Por otro lado, en el imperio romano, los templos eran lugares para ejercer muchos de los actos públicos que se realizaban en una ciudad. En Éfeso estaba el templo de Artemisa, el Artemisión. En él se realizaba gran parte de la vida pública. Los habitantes de la ciudad hacían rogativas, realizaban promesas y cumplían con los exvotos. Al parecer, todos los que habían obtenido el favor de la diosa ofrecían dinero y otros vienes al templo, aunque también ofrecían la imagen de lo que habían obtenido, por ejemplo piernas y brazos de barro en señal de la curación. Era muy importante para la ciudad el culto a la diosa y si algún grupo no lo seguía podía arrastrar la ira de la diosa contra la ciudad. Era el caso de los cristianos, muy mal vistos por no participar en el culto. Pablo les anima a no comer de la carne de los ídolos, a no venerar las imágenes, a no participar en las procesiones, en definitiva, a no participar de la idolatría del imperio que servía como medio para imponer la injusticia y la barbarie de las élites contra la inmensa mayoría.
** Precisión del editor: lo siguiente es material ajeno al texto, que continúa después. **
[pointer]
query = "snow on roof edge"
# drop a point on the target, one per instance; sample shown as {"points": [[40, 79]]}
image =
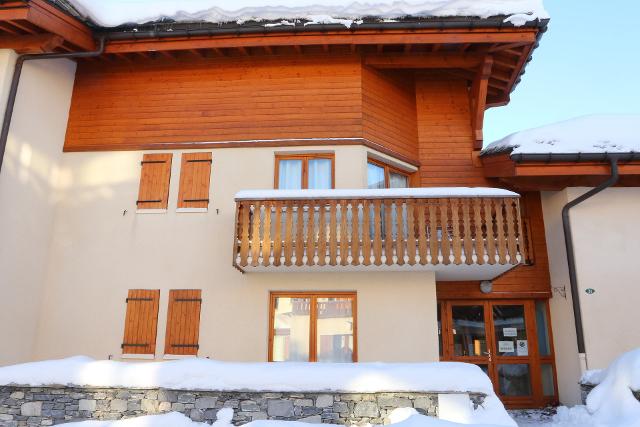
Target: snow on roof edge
{"points": [[371, 193]]}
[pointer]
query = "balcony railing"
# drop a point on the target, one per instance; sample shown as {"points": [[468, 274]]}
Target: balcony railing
{"points": [[397, 227]]}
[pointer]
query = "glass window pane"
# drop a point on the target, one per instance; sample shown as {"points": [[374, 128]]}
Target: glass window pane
{"points": [[335, 330], [291, 329], [469, 338], [320, 174], [514, 380], [542, 326], [546, 370], [398, 180], [511, 332], [375, 176], [290, 174]]}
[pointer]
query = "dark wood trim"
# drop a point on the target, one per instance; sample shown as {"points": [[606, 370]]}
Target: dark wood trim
{"points": [[313, 296]]}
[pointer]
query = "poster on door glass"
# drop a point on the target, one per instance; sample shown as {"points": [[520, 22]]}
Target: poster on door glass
{"points": [[522, 348]]}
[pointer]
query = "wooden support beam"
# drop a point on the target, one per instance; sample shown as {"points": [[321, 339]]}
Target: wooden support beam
{"points": [[478, 99], [426, 60], [37, 43], [309, 39]]}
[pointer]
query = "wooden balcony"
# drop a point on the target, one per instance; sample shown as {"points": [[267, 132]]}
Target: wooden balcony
{"points": [[460, 233]]}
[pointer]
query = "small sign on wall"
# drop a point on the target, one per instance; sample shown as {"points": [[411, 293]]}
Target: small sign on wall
{"points": [[506, 347], [510, 332]]}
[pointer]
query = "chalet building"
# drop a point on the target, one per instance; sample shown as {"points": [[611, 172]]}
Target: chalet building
{"points": [[255, 192]]}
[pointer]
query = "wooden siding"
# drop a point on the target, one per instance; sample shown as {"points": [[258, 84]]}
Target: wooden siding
{"points": [[389, 110], [141, 322], [146, 103], [195, 178], [183, 322]]}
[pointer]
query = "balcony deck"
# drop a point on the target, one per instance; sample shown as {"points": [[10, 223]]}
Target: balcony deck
{"points": [[459, 233]]}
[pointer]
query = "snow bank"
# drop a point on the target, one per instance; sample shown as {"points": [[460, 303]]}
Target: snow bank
{"points": [[175, 419], [425, 192], [205, 374], [587, 134], [116, 12]]}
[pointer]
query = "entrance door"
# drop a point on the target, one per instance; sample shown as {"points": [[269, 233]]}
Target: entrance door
{"points": [[501, 337]]}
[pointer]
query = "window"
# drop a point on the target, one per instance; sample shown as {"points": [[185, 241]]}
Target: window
{"points": [[380, 175], [154, 181], [195, 175], [183, 322], [314, 327], [304, 171], [141, 322]]}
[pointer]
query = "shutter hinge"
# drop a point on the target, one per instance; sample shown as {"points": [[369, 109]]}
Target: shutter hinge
{"points": [[138, 299], [197, 346]]}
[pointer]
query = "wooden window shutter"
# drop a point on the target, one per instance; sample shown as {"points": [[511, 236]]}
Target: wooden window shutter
{"points": [[154, 181], [195, 174], [183, 322], [141, 323]]}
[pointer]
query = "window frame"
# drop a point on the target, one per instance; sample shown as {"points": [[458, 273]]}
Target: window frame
{"points": [[313, 319], [305, 157], [388, 169]]}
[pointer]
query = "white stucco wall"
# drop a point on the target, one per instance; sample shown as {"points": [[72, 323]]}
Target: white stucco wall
{"points": [[98, 252], [27, 194], [606, 238]]}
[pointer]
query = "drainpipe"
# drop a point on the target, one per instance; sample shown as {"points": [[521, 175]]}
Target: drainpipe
{"points": [[571, 260], [15, 81]]}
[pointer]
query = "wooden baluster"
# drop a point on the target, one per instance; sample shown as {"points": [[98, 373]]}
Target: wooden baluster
{"points": [[422, 231], [433, 230], [245, 209], [300, 233], [388, 237], [255, 235], [266, 240], [366, 232], [322, 234], [288, 236], [344, 233], [400, 238], [355, 232], [333, 230], [411, 232], [377, 233], [502, 243], [468, 241], [489, 225], [311, 233], [511, 231], [479, 239], [277, 238]]}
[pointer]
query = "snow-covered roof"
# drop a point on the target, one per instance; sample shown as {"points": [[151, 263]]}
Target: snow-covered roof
{"points": [[370, 193], [118, 12], [594, 134]]}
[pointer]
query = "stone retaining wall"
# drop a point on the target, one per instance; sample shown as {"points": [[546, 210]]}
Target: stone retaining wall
{"points": [[35, 406]]}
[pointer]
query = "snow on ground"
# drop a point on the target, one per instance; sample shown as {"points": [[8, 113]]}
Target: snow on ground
{"points": [[425, 192], [402, 417], [205, 374], [116, 12], [587, 134]]}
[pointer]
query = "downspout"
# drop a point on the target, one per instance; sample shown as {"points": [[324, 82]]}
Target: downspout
{"points": [[15, 81], [571, 260]]}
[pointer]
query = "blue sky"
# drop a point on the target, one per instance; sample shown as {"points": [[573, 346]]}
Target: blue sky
{"points": [[588, 62]]}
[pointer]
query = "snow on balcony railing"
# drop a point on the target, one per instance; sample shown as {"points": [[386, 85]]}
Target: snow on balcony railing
{"points": [[365, 227]]}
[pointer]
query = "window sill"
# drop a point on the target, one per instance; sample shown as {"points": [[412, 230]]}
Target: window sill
{"points": [[138, 356], [150, 211], [192, 210], [179, 356]]}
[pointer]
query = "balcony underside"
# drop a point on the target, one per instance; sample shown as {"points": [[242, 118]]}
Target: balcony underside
{"points": [[472, 235]]}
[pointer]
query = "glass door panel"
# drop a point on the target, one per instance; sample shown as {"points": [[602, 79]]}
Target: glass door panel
{"points": [[468, 329]]}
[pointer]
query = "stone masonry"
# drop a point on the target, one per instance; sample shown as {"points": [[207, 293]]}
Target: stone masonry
{"points": [[36, 406]]}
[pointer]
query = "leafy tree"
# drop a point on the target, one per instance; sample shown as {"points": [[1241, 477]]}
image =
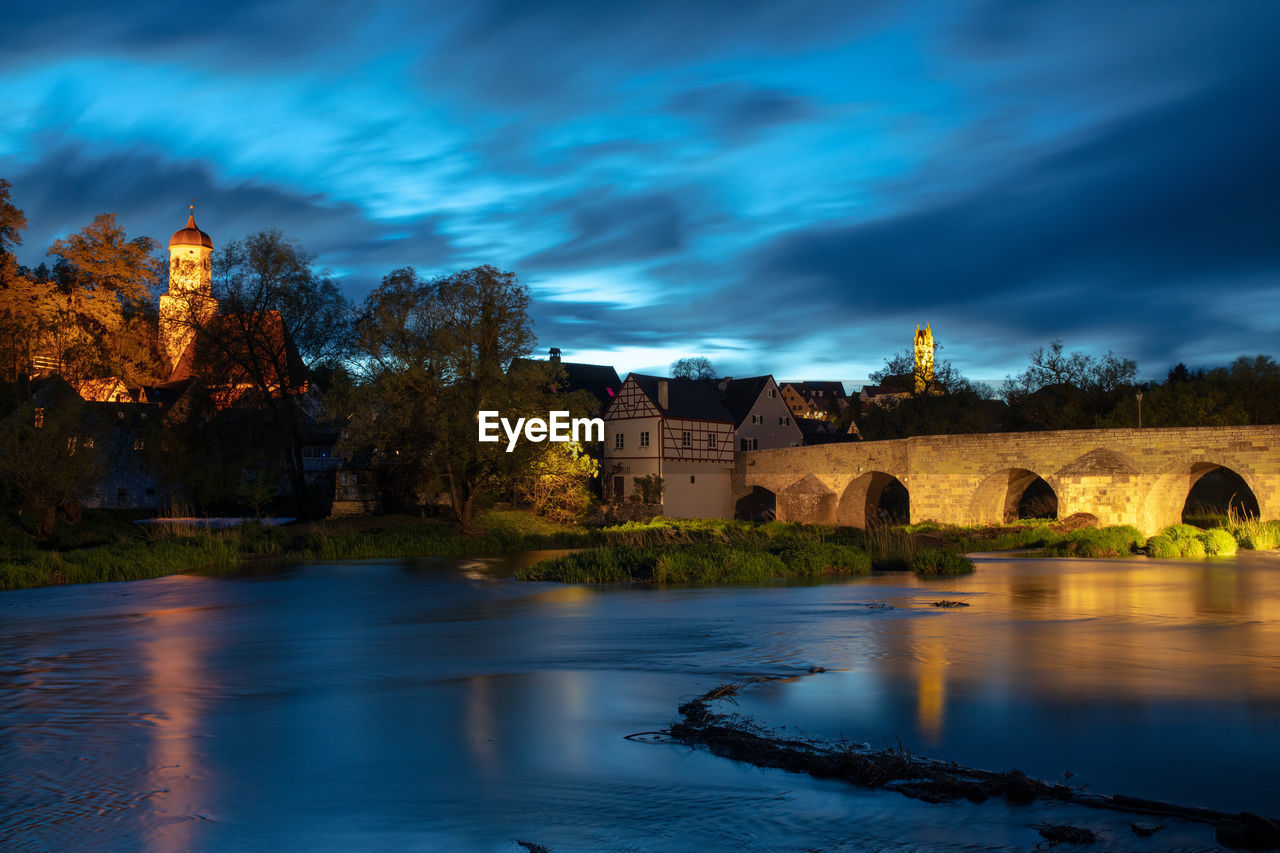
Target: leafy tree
{"points": [[1066, 391], [12, 224], [693, 368], [101, 258], [433, 355], [278, 319], [945, 404], [557, 484], [1244, 392]]}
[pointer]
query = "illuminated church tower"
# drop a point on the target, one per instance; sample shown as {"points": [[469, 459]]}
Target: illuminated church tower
{"points": [[190, 300], [923, 357]]}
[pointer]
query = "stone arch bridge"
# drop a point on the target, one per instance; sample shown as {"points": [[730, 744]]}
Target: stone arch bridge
{"points": [[1139, 477]]}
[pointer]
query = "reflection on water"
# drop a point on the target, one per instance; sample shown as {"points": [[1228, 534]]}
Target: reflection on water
{"points": [[442, 705]]}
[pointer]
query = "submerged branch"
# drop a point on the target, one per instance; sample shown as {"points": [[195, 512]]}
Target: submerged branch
{"points": [[927, 779]]}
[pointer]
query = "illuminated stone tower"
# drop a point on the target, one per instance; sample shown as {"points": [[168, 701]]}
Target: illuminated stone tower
{"points": [[190, 300], [923, 357]]}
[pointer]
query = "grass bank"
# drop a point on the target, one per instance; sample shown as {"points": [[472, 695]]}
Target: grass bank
{"points": [[110, 546], [717, 552]]}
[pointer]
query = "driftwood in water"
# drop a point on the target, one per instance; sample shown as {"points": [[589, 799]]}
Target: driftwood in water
{"points": [[927, 779]]}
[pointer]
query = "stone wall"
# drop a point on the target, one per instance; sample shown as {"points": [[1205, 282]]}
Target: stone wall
{"points": [[1119, 475]]}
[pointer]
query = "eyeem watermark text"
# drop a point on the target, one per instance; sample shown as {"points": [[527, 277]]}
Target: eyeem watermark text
{"points": [[558, 427]]}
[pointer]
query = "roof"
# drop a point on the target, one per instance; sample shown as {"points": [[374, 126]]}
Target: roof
{"points": [[268, 336], [828, 388], [190, 235], [739, 396], [598, 379], [691, 398]]}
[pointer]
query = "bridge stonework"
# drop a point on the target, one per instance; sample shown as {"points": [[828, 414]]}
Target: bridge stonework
{"points": [[1138, 477]]}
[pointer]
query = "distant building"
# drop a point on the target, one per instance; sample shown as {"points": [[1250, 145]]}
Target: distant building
{"points": [[676, 429], [816, 400], [762, 419], [190, 299], [598, 379], [923, 351], [901, 386]]}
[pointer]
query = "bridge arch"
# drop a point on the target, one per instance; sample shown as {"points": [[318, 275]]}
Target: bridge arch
{"points": [[808, 500], [1173, 492], [1000, 497], [872, 498], [757, 505]]}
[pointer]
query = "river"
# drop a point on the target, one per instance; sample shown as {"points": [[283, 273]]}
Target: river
{"points": [[440, 705]]}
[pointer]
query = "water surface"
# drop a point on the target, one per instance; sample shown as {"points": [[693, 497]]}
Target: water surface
{"points": [[443, 706]]}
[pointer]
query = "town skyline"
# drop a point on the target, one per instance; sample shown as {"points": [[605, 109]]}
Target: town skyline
{"points": [[790, 195]]}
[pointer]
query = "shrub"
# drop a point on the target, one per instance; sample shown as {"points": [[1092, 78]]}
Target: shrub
{"points": [[1164, 547], [940, 562], [1219, 542], [1255, 534], [1097, 542]]}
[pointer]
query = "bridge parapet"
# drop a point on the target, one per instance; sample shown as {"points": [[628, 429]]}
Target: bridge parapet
{"points": [[1119, 475]]}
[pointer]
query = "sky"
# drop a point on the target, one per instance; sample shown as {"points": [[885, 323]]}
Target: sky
{"points": [[781, 187]]}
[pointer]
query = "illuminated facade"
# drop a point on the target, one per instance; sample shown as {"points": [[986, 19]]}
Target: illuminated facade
{"points": [[190, 300], [923, 357]]}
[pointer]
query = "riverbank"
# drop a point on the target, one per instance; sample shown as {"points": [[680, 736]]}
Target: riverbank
{"points": [[109, 546], [718, 552], [112, 547]]}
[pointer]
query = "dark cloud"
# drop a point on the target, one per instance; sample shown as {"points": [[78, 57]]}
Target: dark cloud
{"points": [[1138, 220], [150, 195], [807, 178], [736, 112], [606, 228]]}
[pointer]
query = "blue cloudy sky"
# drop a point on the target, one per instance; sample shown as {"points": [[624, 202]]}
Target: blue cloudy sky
{"points": [[782, 187]]}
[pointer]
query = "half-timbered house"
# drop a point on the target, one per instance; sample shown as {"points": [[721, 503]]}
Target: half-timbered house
{"points": [[679, 430]]}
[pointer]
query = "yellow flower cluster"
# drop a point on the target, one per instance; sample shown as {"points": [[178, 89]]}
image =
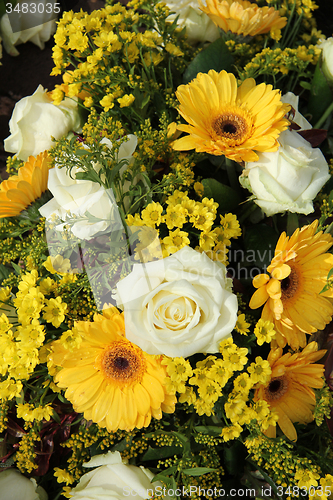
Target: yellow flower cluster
{"points": [[279, 459], [110, 53], [275, 61], [183, 211]]}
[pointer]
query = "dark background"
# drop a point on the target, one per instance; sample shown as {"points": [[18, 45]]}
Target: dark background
{"points": [[21, 75]]}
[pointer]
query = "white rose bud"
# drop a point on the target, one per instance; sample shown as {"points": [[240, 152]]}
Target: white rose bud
{"points": [[178, 306], [290, 178], [114, 480], [88, 201], [36, 119]]}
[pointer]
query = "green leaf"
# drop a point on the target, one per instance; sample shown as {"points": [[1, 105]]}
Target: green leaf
{"points": [[215, 56], [320, 95], [227, 198], [165, 452], [197, 471]]}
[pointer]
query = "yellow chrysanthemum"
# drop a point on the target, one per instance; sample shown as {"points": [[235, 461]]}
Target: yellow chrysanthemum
{"points": [[109, 379], [292, 293], [243, 17], [228, 120], [289, 389], [19, 191]]}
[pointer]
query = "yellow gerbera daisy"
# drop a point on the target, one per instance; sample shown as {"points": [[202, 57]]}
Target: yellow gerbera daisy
{"points": [[292, 293], [289, 390], [19, 191], [111, 380], [243, 17], [230, 121]]}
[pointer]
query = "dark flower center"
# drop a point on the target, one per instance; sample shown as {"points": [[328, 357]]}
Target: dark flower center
{"points": [[121, 363], [231, 127]]}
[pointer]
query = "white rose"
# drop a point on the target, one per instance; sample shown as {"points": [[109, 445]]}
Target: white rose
{"points": [[15, 486], [36, 27], [297, 117], [35, 119], [290, 178], [327, 58], [199, 27], [113, 479], [84, 200], [178, 306]]}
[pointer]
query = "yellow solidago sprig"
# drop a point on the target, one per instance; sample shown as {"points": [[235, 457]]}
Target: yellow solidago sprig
{"points": [[181, 221], [118, 66]]}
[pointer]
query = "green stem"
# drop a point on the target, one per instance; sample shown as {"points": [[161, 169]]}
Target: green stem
{"points": [[323, 118]]}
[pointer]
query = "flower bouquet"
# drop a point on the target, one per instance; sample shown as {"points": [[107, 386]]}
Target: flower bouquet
{"points": [[166, 265]]}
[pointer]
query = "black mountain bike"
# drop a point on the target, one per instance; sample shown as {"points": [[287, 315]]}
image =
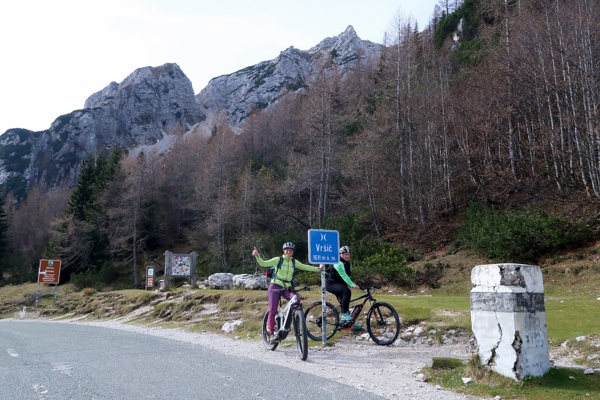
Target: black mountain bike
{"points": [[383, 323], [291, 315]]}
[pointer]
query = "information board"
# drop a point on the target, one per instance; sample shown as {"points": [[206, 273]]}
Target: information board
{"points": [[49, 272], [323, 246]]}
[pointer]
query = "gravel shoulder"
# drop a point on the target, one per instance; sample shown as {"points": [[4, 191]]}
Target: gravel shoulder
{"points": [[390, 372]]}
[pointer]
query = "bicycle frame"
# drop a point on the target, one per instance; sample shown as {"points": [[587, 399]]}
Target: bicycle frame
{"points": [[367, 297], [293, 304]]}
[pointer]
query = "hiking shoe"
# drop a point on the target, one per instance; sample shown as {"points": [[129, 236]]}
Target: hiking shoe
{"points": [[274, 338], [347, 317]]}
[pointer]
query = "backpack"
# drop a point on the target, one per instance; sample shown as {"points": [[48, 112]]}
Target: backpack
{"points": [[331, 273], [272, 272]]}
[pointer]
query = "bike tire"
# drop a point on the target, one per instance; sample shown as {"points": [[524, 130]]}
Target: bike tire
{"points": [[300, 332], [314, 317], [269, 345], [383, 324]]}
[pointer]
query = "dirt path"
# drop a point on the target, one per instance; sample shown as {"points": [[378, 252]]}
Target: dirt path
{"points": [[390, 372]]}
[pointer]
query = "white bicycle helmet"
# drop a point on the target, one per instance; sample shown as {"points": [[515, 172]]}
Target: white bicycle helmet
{"points": [[344, 249], [289, 245]]}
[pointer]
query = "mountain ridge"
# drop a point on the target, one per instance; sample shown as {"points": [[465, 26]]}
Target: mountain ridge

Esta era la verdadera razón por la que los cristianos eran tan mal vistos y perseguidos, no participaban de la piedad imperial, piedad que simbolizaba la estructura de pecado del imperio romano y en la que los cristianos no podían participar, pues su pertenencia social no era al imperio de Roma sino al de Dios. Según Pablo, los cristianos son ciudadanos del cielo, es decir, su ciudadanía, su pertenencia es al Reino de Dios y no al Reino del César.
¿De qué me suena a mí todo esto?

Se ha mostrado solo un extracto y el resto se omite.